• Evaluation and Management of Grasses for Dual Livestock and Game Bird Use

      Holt, E. C.; Cain, J. R.; Hendler, R. J. (Society for Range Management, 1985-07-01)
      Kleingrass 75 and Verde kleingrass (Panicum coloratum L.), PI 217229 and PMT 4022 plains bristlegrass (Setaria macrostachya H.B.K.) Nees), and commercial green sprangletop (Leptochloa dubia (H.B.K.), were studied for forage and seed production. Acceptability of seed was studied using caged bobwhite quail (Colinus virginianus). Defoliation management practices had relatively little influence on forage yield. Forage digestibility declined rapidly when defoliation was delayed, and the species responded differently in the rate and pattern of decline. Seed yields were as high or higher with 30-day interval harvesting as with deferred harvesting except that spring deferment increased kleingrass and summer deferment increased green sprangletop seed yields. Green sprangletop also produced more seed by leaving a 20-cm stubble than a 10-cm stubble. These indeterminate species apparently mature seed in approximately 30 days, indicating that a management system that leaves some tillers intact for 30 days or longer will result in some seed formation. Seed production decreases to nil in 2 to 3 months following first maturity in an undefoliated stand. Bobwhite quail readily consumed kleingrass seed as a significant portion of their diet even in the presence of a high quality game bird diet. They subsisted for short periods on an all grass seed diet, but consumed little plains bristlegrass or green sprangletop when game bird diet, pearl millet, or kleingrass were present. Thus, kleingrass has the most potential of the species studied for dual use.
    • Temperature and Water Stress Effects on Growth of Tropical Grasses

      Bade, D. H.; Conrad, B. E.; Holt, E. C. (Society for Range Management, 1985-07-01)
      Coastal bermudagrass (Cynodon dactylon (L.) Pers.) and Kleingrass "75" (Panicum coloratum L.) were grown under controlled environments to evaluate the effects of high growth temperatures and water stress on forage growth.
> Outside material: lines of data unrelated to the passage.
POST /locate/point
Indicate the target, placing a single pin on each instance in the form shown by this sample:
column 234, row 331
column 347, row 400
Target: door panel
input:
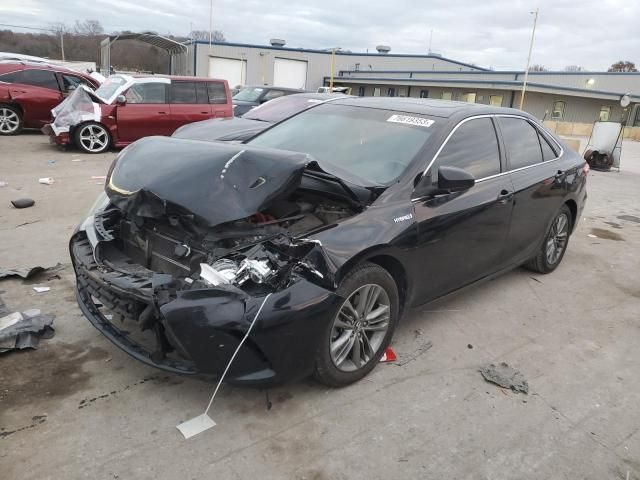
column 461, row 237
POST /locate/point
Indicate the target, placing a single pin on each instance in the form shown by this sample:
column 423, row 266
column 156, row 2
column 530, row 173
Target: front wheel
column 554, row 245
column 92, row 137
column 362, row 328
column 10, row 120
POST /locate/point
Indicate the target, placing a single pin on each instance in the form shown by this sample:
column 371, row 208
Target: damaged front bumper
column 195, row 328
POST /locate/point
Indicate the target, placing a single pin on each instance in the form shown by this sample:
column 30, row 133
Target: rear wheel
column 92, row 137
column 10, row 120
column 554, row 245
column 362, row 328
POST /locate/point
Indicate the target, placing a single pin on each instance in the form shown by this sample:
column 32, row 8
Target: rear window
column 40, row 78
column 521, row 141
column 13, row 77
column 217, row 92
column 183, row 92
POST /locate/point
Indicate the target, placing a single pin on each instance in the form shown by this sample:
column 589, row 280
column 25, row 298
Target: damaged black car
column 323, row 230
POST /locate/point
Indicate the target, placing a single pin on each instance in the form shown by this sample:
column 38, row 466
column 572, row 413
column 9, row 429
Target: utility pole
column 526, row 72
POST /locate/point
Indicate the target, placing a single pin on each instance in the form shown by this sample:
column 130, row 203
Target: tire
column 92, row 137
column 543, row 262
column 366, row 334
column 10, row 120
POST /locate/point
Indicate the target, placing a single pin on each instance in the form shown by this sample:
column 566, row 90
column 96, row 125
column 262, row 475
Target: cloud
column 589, row 33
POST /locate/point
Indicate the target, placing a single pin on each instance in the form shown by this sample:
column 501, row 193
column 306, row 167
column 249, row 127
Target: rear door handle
column 505, row 196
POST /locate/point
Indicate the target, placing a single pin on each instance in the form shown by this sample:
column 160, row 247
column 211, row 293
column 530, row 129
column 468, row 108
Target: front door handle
column 505, row 196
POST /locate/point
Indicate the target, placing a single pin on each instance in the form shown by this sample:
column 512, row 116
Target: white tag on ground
column 196, row 425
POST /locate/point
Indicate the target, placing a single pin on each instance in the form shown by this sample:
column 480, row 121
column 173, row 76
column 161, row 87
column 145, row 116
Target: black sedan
column 310, row 241
column 254, row 121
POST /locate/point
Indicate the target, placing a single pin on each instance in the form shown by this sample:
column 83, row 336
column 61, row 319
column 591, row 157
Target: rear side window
column 40, row 78
column 183, row 92
column 548, row 152
column 474, row 148
column 217, row 92
column 13, row 77
column 147, row 93
column 521, row 141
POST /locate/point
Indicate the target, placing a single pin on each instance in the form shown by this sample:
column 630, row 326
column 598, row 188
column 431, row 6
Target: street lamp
column 526, row 72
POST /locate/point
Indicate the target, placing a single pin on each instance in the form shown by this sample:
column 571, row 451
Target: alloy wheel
column 557, row 240
column 94, row 138
column 360, row 327
column 9, row 120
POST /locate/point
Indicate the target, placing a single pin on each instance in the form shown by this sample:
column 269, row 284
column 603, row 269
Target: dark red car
column 126, row 108
column 29, row 90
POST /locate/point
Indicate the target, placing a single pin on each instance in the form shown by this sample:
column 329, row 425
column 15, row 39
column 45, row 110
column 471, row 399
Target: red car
column 29, row 90
column 126, row 108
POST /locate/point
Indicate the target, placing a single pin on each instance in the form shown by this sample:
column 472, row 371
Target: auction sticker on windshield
column 409, row 120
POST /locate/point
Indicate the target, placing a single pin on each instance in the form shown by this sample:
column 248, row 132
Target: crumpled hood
column 216, row 182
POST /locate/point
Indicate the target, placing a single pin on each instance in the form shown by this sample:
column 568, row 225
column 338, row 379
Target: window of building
column 183, row 92
column 605, row 113
column 521, row 141
column 474, row 148
column 495, row 100
column 468, row 97
column 217, row 93
column 558, row 110
column 40, row 78
column 147, row 93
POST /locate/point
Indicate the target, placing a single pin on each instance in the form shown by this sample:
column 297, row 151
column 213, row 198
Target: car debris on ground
column 505, row 376
column 19, row 330
column 23, row 203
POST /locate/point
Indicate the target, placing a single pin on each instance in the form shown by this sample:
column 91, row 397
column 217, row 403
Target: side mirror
column 452, row 179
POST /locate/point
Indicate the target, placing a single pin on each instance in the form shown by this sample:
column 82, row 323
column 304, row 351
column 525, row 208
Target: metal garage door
column 229, row 69
column 289, row 73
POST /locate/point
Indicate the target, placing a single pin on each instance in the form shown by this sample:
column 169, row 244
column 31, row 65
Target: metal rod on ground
column 526, row 72
column 204, row 422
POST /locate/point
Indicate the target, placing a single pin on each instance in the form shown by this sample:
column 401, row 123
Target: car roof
column 425, row 106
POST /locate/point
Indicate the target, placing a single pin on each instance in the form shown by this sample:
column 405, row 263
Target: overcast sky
column 491, row 33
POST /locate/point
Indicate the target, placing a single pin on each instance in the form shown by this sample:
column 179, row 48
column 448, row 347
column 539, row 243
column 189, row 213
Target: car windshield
column 110, row 87
column 249, row 94
column 373, row 145
column 280, row 108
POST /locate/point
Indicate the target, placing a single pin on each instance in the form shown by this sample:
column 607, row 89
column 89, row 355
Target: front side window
column 521, row 141
column 183, row 92
column 558, row 110
column 147, row 93
column 40, row 78
column 217, row 92
column 605, row 114
column 473, row 147
column 369, row 146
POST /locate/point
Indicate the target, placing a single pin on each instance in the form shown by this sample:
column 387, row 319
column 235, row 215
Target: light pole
column 526, row 72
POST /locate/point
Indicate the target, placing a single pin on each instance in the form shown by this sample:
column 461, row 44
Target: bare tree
column 90, row 28
column 623, row 66
column 203, row 35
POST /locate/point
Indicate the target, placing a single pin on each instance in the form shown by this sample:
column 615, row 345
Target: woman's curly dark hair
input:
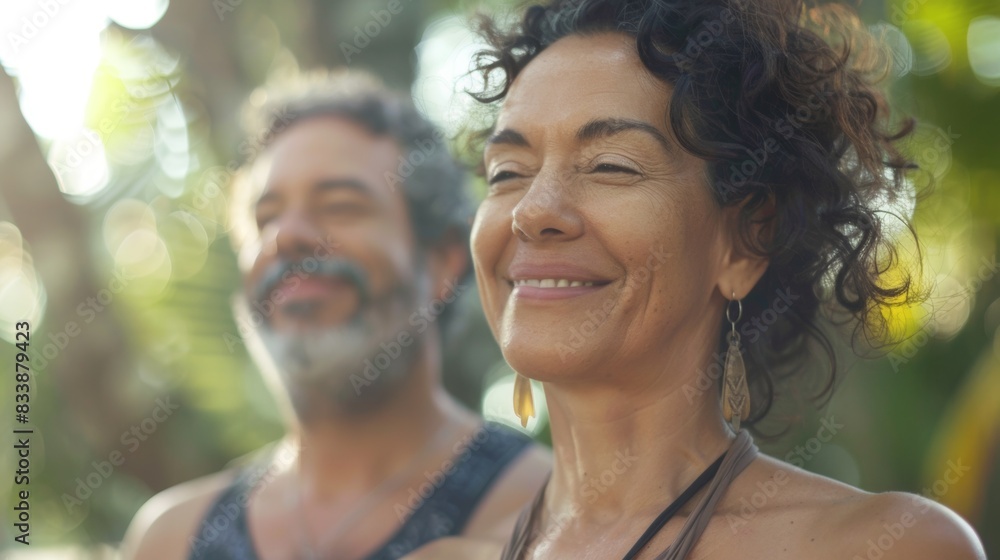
column 781, row 100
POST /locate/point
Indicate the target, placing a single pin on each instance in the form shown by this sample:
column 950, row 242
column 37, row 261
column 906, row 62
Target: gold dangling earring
column 735, row 394
column 524, row 401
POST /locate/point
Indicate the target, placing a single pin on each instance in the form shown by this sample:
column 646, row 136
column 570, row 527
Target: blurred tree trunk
column 92, row 367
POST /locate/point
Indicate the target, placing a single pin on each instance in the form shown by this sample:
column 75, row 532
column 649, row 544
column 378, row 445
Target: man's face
column 334, row 268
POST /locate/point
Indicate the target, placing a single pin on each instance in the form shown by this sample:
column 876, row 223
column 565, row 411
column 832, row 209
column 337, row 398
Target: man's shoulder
column 164, row 525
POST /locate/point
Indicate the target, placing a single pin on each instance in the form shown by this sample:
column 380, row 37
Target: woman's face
column 599, row 246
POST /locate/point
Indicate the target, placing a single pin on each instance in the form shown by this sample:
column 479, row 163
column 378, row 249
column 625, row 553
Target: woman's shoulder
column 821, row 517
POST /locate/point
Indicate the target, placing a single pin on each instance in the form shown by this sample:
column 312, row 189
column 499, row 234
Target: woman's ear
column 746, row 258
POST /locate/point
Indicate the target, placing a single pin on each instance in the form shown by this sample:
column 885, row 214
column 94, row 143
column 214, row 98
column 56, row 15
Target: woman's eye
column 612, row 168
column 502, row 176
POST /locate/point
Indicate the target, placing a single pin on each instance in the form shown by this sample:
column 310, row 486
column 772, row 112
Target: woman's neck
column 624, row 455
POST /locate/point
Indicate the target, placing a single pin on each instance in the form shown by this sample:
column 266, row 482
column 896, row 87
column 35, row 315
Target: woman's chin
column 542, row 361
Plants were grown under a controlled environment with 14/10 hour day/night temperatures of 30/20, 35/25, and 40/30 degrees C; 2 water regimes; and 3 stages or ages of regrowth at harvest. High growth temperatures significantly (P<0.05) increased dry matter yield and accelerated tiller number and the maturation rate of the plants. Significant (P<0.05) increases in leaf area, weight per tiller, and plant height were observed as growth temperatures were increased. Reduction of number of tillers per pot due to water stress reduced dry matter yields approximately 38%. The percent leaf was greater for the water-stressed plants than for the well-watered plants, but the leaf area per plant was less due to reduction of growth and delayed maturation. Dry matter yield of water-stressed plants grown under higher temperatures increased more than corresponding well-watered plants as a result of increased rate of stem elongation and leaf development. Though water-stressed plants were shorter and had less leaf area than well-watered plants, the relative increase in both height and leaf area at higher temperatures of stressed plants was greater than well-watered plants. Apparently supraoptimal temperature (40 degrees C) does not have a negative effect on yield in the presence or absence of moisture stress.